El curso de Historia del Arte tenía lugar en una cómoda sala de conferencias. El profesor se ayudaba de un puntero para comentar las obras de arte que iba proyectando. La sala, sumida en la oscuridad, parecía un cuerpo que respirara con pasión y prudencia. Asistían parejas mundanas, alumnas que despreciaban el sentimentalismo y alumnos que sabían aprovechar lo que ellas no despreciaban. Se sentaban todos muy juntos, con las carteras y los abrigos sobre las rodillas. Todos ensayaban, con los dientes apretados, el mismo gesto aprendido en alguna novela
en vogue. Poco a poco dejaban de sentirse cohibidos. Todos sabían que su vecino o su vecina estaban igual de excitados que ellos. Nadie se molestaba por un suspiro demasiado sincero. La luz los sorprendía a todos ruborizados, nerviosos y sofocados.

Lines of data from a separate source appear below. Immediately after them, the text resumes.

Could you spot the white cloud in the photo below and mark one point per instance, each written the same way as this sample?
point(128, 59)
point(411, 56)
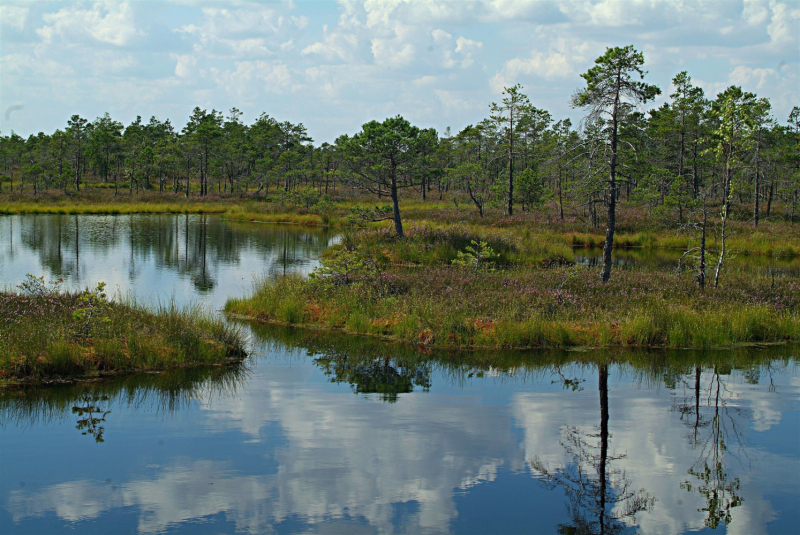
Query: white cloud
point(751, 78)
point(389, 53)
point(107, 22)
point(184, 64)
point(335, 46)
point(13, 16)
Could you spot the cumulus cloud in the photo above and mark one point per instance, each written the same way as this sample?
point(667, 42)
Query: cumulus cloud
point(107, 22)
point(13, 16)
point(466, 51)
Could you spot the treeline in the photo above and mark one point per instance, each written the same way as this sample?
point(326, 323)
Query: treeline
point(690, 153)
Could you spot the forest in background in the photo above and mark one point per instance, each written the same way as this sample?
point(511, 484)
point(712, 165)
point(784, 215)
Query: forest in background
point(690, 149)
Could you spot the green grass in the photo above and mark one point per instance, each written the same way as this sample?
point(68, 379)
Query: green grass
point(409, 290)
point(48, 335)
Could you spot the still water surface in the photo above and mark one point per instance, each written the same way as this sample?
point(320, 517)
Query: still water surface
point(320, 433)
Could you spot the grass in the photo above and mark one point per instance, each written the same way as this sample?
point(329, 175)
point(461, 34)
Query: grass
point(636, 227)
point(409, 290)
point(51, 334)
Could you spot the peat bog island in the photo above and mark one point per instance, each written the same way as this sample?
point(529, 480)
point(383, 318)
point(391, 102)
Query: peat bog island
point(576, 311)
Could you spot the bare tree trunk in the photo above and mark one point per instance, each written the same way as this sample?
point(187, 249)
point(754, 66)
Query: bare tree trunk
point(725, 209)
point(398, 223)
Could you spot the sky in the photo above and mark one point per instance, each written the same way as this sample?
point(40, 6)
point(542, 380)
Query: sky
point(334, 65)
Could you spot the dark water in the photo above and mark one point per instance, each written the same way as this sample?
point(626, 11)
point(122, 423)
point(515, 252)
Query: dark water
point(188, 258)
point(320, 433)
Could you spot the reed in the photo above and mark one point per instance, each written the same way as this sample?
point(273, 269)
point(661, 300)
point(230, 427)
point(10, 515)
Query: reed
point(53, 334)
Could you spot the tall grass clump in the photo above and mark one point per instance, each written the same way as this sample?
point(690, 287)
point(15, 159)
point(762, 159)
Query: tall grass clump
point(46, 333)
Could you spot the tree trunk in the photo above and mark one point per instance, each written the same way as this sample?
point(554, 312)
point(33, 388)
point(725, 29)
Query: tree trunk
point(725, 209)
point(701, 277)
point(398, 224)
point(602, 483)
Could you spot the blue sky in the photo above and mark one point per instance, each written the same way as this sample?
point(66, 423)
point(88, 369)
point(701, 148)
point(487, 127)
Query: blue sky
point(334, 65)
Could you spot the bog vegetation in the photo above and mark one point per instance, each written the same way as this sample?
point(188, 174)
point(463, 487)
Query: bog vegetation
point(47, 333)
point(482, 222)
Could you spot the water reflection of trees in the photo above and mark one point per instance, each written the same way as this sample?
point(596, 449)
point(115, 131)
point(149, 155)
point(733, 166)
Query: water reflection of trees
point(193, 245)
point(716, 431)
point(90, 402)
point(386, 376)
point(601, 497)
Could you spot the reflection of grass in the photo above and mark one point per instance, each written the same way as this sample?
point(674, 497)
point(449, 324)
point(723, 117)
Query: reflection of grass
point(50, 335)
point(635, 227)
point(416, 295)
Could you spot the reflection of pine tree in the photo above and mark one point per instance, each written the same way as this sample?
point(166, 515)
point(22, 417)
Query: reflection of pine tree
point(384, 376)
point(600, 497)
point(721, 493)
point(91, 415)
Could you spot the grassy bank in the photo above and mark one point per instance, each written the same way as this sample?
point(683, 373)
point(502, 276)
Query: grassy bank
point(513, 292)
point(635, 226)
point(49, 334)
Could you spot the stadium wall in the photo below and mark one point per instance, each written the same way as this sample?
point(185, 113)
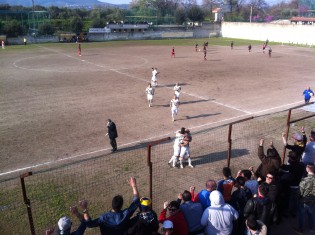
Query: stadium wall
point(297, 34)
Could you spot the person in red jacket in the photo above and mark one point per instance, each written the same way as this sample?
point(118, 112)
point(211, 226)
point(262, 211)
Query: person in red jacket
point(176, 216)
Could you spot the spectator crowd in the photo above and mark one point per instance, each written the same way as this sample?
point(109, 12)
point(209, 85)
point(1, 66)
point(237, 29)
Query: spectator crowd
point(248, 204)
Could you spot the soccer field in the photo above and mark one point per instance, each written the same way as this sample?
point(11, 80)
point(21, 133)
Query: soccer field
point(54, 104)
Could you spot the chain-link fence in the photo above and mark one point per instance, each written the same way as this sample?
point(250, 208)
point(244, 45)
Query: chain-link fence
point(51, 190)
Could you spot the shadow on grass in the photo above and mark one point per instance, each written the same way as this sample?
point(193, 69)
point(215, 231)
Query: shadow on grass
point(218, 156)
point(200, 116)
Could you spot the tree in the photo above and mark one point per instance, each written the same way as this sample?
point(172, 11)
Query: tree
point(76, 24)
point(195, 14)
point(180, 15)
point(46, 29)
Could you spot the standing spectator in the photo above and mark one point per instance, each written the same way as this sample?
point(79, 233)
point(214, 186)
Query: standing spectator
point(150, 93)
point(167, 227)
point(259, 206)
point(291, 177)
point(308, 157)
point(176, 216)
point(307, 93)
point(307, 203)
point(112, 134)
point(116, 221)
point(173, 53)
point(270, 162)
point(299, 142)
point(255, 227)
point(249, 47)
point(251, 184)
point(192, 212)
point(174, 104)
point(145, 222)
point(65, 223)
point(225, 185)
point(219, 217)
point(239, 199)
point(204, 195)
point(177, 88)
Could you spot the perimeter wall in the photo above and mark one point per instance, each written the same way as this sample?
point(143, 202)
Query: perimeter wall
point(286, 33)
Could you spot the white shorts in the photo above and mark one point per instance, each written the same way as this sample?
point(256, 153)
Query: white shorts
point(149, 97)
point(176, 150)
point(177, 94)
point(184, 152)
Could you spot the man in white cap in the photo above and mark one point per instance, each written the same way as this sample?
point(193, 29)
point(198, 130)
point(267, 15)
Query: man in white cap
point(65, 223)
point(167, 227)
point(218, 218)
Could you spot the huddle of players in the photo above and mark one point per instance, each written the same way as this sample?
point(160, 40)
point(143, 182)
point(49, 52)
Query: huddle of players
point(181, 149)
point(174, 104)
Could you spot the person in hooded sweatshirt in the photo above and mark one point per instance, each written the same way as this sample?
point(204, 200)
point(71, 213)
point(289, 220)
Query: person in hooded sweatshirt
point(218, 218)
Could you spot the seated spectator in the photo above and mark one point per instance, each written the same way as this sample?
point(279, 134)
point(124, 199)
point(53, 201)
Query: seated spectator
point(192, 212)
point(259, 206)
point(250, 183)
point(116, 221)
point(167, 227)
point(203, 196)
point(219, 217)
point(308, 157)
point(176, 216)
point(225, 185)
point(269, 163)
point(65, 223)
point(255, 227)
point(299, 142)
point(239, 198)
point(145, 222)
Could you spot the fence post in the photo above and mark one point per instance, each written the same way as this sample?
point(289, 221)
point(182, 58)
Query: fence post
point(230, 145)
point(27, 202)
point(149, 162)
point(287, 133)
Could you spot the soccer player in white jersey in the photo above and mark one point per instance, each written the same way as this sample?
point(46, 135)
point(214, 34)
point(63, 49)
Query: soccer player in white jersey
point(174, 107)
point(150, 93)
point(177, 88)
point(184, 155)
point(179, 136)
point(154, 76)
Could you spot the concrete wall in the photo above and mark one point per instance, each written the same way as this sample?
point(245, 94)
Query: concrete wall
point(30, 39)
point(297, 34)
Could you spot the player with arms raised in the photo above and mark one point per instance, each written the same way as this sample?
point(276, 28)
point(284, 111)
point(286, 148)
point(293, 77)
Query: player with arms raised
point(174, 107)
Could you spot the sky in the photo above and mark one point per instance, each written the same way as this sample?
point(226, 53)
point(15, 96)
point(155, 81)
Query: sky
point(199, 1)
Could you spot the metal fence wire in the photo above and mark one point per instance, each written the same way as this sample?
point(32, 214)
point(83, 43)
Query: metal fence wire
point(53, 188)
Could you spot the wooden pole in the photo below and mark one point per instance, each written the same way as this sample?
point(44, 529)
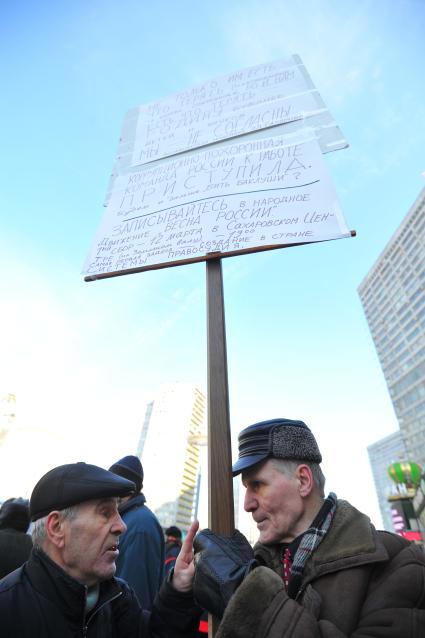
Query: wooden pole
point(220, 486)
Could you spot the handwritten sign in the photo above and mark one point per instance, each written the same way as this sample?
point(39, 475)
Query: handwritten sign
point(249, 100)
point(252, 99)
point(223, 199)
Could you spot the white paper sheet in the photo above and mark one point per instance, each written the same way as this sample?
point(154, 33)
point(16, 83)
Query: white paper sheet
point(251, 99)
point(237, 196)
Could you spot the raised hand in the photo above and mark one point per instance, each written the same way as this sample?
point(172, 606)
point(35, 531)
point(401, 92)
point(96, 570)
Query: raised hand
point(184, 569)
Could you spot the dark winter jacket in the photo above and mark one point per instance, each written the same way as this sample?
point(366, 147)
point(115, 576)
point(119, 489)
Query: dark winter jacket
point(141, 559)
point(39, 600)
point(358, 583)
point(15, 544)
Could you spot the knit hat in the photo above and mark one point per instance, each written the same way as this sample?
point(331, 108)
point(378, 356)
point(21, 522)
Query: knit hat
point(75, 483)
point(15, 514)
point(277, 438)
point(130, 468)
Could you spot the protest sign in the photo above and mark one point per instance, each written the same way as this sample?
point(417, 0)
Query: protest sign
point(237, 197)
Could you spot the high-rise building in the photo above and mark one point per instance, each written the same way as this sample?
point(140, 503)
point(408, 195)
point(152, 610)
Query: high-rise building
point(169, 453)
point(393, 298)
point(381, 454)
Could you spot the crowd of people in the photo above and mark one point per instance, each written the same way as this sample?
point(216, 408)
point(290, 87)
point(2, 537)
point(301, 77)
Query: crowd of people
point(98, 563)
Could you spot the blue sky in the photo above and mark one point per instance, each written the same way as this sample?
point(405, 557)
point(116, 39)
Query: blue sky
point(83, 358)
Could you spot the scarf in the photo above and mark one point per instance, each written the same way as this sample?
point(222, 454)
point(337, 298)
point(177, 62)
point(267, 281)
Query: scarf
point(307, 543)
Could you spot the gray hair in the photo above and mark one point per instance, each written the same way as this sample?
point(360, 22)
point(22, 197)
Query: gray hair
point(39, 533)
point(288, 467)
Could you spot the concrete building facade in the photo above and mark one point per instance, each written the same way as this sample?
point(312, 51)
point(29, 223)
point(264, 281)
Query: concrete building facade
point(381, 454)
point(393, 298)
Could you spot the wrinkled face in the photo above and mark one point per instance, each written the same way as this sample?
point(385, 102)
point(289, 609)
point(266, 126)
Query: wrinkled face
point(91, 541)
point(275, 503)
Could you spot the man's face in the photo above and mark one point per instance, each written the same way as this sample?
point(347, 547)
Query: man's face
point(275, 503)
point(91, 541)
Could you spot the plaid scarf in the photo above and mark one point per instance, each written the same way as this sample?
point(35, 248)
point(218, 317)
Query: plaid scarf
point(311, 539)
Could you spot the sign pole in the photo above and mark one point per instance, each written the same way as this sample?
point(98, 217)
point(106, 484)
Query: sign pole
point(220, 486)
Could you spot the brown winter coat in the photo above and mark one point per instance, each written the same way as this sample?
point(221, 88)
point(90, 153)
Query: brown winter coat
point(358, 583)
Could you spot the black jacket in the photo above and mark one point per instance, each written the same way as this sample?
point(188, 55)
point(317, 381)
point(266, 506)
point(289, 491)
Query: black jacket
point(39, 600)
point(15, 548)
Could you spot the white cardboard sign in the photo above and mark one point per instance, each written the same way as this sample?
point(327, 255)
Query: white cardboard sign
point(249, 100)
point(230, 198)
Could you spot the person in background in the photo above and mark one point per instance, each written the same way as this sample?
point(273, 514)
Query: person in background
point(67, 587)
point(141, 559)
point(320, 568)
point(15, 543)
point(173, 543)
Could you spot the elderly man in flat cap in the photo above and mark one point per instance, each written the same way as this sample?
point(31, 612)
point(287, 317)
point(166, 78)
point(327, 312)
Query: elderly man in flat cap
point(319, 569)
point(67, 587)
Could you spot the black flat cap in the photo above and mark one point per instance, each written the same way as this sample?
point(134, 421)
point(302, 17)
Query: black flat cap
point(75, 483)
point(277, 438)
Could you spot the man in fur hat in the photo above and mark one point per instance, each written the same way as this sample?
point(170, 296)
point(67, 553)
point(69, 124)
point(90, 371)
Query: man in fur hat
point(319, 568)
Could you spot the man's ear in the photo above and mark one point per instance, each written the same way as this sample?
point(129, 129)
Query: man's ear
point(305, 477)
point(55, 529)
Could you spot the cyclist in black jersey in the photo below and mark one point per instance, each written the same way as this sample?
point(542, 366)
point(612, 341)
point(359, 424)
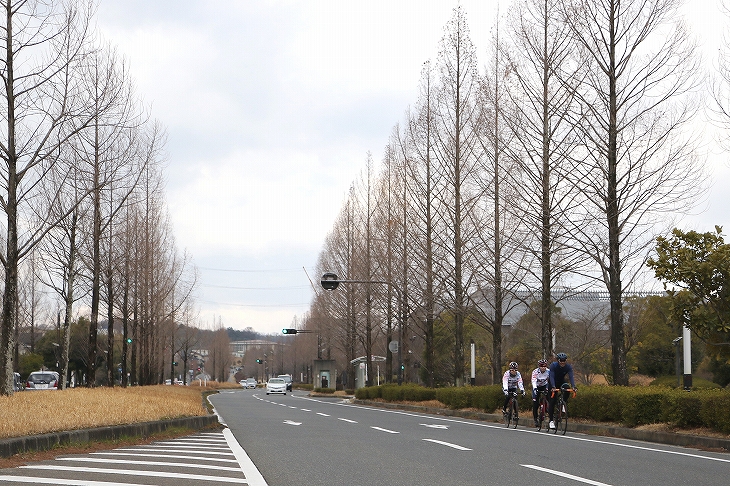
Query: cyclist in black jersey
point(560, 372)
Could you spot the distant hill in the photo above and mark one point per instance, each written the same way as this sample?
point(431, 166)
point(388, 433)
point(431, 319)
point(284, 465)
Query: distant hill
point(247, 334)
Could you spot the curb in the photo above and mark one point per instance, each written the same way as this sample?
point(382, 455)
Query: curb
point(667, 438)
point(44, 442)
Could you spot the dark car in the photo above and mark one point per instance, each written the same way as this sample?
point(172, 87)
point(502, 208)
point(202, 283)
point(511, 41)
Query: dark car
point(42, 380)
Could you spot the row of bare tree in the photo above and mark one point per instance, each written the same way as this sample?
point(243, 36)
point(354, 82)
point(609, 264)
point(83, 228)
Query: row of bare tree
point(82, 194)
point(552, 168)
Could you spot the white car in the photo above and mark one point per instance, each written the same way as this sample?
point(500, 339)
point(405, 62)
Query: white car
point(276, 385)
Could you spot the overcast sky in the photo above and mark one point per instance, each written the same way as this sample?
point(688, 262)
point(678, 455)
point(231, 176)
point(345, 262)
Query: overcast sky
point(270, 109)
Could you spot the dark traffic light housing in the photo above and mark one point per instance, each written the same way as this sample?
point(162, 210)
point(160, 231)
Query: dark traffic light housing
point(330, 281)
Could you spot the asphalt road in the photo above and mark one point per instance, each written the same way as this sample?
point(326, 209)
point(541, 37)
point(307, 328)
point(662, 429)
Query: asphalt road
point(300, 440)
point(295, 439)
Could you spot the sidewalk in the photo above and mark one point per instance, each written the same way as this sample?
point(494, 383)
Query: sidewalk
point(658, 437)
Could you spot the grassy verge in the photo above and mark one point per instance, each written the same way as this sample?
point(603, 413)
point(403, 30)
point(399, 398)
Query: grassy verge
point(42, 412)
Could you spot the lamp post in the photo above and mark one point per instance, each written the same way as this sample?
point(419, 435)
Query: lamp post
point(676, 359)
point(330, 281)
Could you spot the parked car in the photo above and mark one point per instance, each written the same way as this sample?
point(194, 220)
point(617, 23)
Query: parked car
point(42, 380)
point(287, 379)
point(276, 385)
point(249, 383)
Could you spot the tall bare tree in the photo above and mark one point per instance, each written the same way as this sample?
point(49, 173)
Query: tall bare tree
point(637, 161)
point(544, 138)
point(43, 105)
point(455, 146)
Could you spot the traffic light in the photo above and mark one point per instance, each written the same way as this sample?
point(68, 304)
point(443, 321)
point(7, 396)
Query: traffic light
point(330, 281)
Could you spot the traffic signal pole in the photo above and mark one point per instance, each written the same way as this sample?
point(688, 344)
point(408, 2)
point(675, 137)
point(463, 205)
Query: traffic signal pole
point(330, 281)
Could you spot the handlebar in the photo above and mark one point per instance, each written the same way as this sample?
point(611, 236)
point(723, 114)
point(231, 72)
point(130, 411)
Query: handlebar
point(572, 391)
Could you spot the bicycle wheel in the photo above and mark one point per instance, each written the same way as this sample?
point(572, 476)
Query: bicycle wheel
point(563, 424)
point(541, 412)
point(557, 416)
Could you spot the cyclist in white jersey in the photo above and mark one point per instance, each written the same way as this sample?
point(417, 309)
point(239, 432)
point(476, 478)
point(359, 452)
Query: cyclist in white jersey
point(540, 381)
point(511, 381)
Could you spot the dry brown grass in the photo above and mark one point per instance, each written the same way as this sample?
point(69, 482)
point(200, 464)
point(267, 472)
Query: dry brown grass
point(40, 412)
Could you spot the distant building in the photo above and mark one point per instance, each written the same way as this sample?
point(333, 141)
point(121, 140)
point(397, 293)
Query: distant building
point(240, 348)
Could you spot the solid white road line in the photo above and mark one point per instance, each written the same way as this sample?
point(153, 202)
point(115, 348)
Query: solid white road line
point(253, 476)
point(566, 475)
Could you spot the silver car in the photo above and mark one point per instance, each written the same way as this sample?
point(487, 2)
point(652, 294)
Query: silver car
point(42, 380)
point(276, 385)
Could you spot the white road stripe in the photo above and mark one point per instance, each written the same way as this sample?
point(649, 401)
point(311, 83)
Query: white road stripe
point(566, 475)
point(149, 463)
point(183, 448)
point(212, 453)
point(448, 444)
point(133, 472)
point(70, 482)
point(169, 456)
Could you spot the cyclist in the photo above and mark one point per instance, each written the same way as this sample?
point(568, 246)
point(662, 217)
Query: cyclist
point(511, 381)
point(540, 379)
point(559, 371)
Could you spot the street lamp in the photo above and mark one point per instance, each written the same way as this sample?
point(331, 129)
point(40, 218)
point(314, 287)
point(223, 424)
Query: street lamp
point(330, 281)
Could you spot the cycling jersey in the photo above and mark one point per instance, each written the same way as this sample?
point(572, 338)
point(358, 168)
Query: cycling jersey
point(540, 378)
point(512, 382)
point(559, 373)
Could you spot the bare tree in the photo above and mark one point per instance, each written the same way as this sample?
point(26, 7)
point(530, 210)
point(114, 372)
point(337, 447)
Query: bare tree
point(418, 161)
point(544, 138)
point(43, 105)
point(636, 165)
point(455, 146)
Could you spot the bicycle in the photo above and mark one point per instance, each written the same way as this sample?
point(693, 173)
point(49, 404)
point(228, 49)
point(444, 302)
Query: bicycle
point(560, 413)
point(542, 408)
point(512, 415)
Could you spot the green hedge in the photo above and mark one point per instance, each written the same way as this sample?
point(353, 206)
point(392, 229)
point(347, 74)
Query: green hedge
point(628, 406)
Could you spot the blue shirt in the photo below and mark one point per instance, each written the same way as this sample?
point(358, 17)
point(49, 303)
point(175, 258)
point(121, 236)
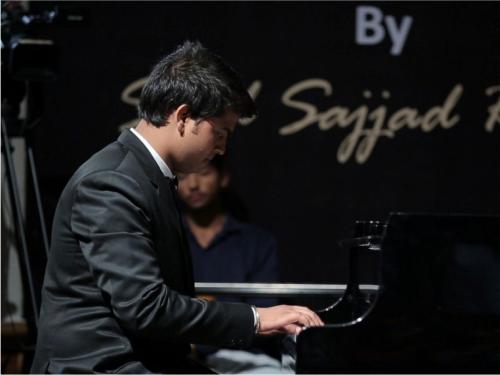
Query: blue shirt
point(239, 253)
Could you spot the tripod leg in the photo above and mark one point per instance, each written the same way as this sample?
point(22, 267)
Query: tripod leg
point(38, 199)
point(18, 218)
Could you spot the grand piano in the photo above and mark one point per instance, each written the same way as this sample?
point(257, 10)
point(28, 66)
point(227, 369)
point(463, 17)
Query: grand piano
point(436, 310)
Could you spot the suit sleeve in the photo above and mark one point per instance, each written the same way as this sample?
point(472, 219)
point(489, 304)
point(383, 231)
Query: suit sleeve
point(113, 224)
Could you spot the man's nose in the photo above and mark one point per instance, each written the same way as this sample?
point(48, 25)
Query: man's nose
point(220, 148)
point(192, 181)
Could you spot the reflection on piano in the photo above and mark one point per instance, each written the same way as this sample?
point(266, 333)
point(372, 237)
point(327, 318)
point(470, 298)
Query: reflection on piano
point(437, 308)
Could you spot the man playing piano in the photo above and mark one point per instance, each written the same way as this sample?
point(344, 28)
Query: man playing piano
point(118, 289)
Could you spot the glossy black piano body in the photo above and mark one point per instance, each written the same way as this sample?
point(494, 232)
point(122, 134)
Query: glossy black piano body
point(437, 309)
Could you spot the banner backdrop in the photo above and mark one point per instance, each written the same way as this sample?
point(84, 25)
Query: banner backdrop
point(365, 108)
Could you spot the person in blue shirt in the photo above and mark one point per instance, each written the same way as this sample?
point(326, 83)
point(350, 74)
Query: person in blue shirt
point(225, 249)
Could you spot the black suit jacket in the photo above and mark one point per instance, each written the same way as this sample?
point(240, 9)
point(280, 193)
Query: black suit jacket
point(116, 294)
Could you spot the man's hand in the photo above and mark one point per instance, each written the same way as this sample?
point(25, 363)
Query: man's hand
point(286, 319)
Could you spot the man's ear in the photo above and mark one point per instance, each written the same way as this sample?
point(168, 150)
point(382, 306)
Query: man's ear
point(225, 178)
point(179, 117)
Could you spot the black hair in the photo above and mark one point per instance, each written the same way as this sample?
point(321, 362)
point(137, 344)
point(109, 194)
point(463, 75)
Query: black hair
point(194, 76)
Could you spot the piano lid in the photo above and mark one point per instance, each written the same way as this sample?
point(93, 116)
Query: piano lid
point(437, 308)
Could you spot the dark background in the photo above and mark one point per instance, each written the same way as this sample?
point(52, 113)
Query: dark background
point(294, 185)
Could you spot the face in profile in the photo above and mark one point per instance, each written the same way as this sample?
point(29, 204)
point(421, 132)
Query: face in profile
point(203, 140)
point(201, 190)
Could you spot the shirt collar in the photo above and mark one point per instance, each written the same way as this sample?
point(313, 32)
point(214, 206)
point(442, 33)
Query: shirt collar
point(161, 163)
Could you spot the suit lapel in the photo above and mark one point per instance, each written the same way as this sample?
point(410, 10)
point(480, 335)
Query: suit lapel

Los rumores sobre lo que se cocía en el curso de Historia del Arte llegaron sorprendentemente lejos. Así, solíamos encontrarnos a la salida con alumnos de la Politécnica e incluso con alumnas de Farmacia. Un amigo de Derecho venía siempre con un señorita guapa y vivaracha que no había logrado aprobar la formación profesional. Las pocas estudiantes formales que asistían se refugiaban en los primeros pupitres o se sentaban en las sillas plegables. Los chicos se mostraban descarados.
También los profesores estaban al corriente de lo que sucedía en la sala de conferencias. Pero el curso de Historia del Arte sólo se podía impartir en la oscuridad. Además, el vicio era inofensivo y la práctica, universal.
Mircea Eliade, La novela del adolescente miope. Editorial Impedimenta, 2009. p. 298.